Novel pricing, reimbursement and financial strategies are bridging the gaps in market and patient access. Amid disruptive innovation, manufacturers will require greater support to improve R&D productivity, reduce costs, tap potential of emerging vendors and switch from selling medicines to managing outcomes. Benefits decision-makers will pay for results and outcomes, forcing pharmaceutical companies to move into the health management space and meet expectations of the Quintuple Aim: improving the patient experience with regard to quality and satisfaction in order to improve Population Health, reducing per capita cost of healthcare, improving provider satisfaction/ well-being and addressing social drivers of health.
A positive patient-first experience for the launch of cell and gene therapies spans customer strategy and analytics to distribution and comprehensive patient services. This demands a full understanding of current pharmaceutical trends, including increased pressure to demonstrate value, adjust to complex manufacturing and limited provider networks, remain flexible to innovative market access agreements, expect lagging reimbursement and be responsive to pricing dynamics. Rare Disease therapies differ from other therapy areas in how they are priced, reimbursed and managed as well as decision-making around treatment choice.

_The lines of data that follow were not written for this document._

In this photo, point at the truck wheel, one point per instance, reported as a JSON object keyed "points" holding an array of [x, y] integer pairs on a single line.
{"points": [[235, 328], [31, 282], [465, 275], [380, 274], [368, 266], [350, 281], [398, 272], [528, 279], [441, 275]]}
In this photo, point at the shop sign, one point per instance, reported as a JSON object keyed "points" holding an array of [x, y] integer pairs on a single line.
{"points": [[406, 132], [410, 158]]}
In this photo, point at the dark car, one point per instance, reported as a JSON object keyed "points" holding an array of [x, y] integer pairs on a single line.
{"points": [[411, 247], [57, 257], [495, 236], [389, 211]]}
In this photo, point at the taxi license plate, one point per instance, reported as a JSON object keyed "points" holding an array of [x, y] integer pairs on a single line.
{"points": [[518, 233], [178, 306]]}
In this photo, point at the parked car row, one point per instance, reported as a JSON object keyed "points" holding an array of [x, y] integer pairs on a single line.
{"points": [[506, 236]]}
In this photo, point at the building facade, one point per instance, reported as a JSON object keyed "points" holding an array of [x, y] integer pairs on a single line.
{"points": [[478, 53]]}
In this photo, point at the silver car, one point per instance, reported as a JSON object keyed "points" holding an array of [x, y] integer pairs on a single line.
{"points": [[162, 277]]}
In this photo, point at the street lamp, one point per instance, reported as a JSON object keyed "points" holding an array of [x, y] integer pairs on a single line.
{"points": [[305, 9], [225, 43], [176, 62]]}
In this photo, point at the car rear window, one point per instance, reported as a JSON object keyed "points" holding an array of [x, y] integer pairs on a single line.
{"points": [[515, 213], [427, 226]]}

Optime Care helps biotech companies overcome the challenges of a rare disease product launch: end-to-end solutions, including early market insights and pre-commercialization service offerings, distribution and fulfillment capabilities, patient support solutions and access to robust data.
This integrated single-source model offers complete management by one vendor, resulting in efficiencies that impact Specialty Pharmacy, wholesaler contracting and distribution services. Optime Care serves as a HUB for patient management with consistent access to actionable data for strategic decision-making. A suite of comprehensive services offers economic advantages, stakeholder insights, customized patient programs, and simplified product flow to rare disease patients.
A final note: one significant market change noted by the presenters is the emergence of digital therapeutics (DTx) which are advancing rapidly to transform healthcare. They are projected to reach $13.1 billion by 2026 from $3.4 billion in 2021, at a CAGR of 31.4%, with exclusive distribution models on the rise.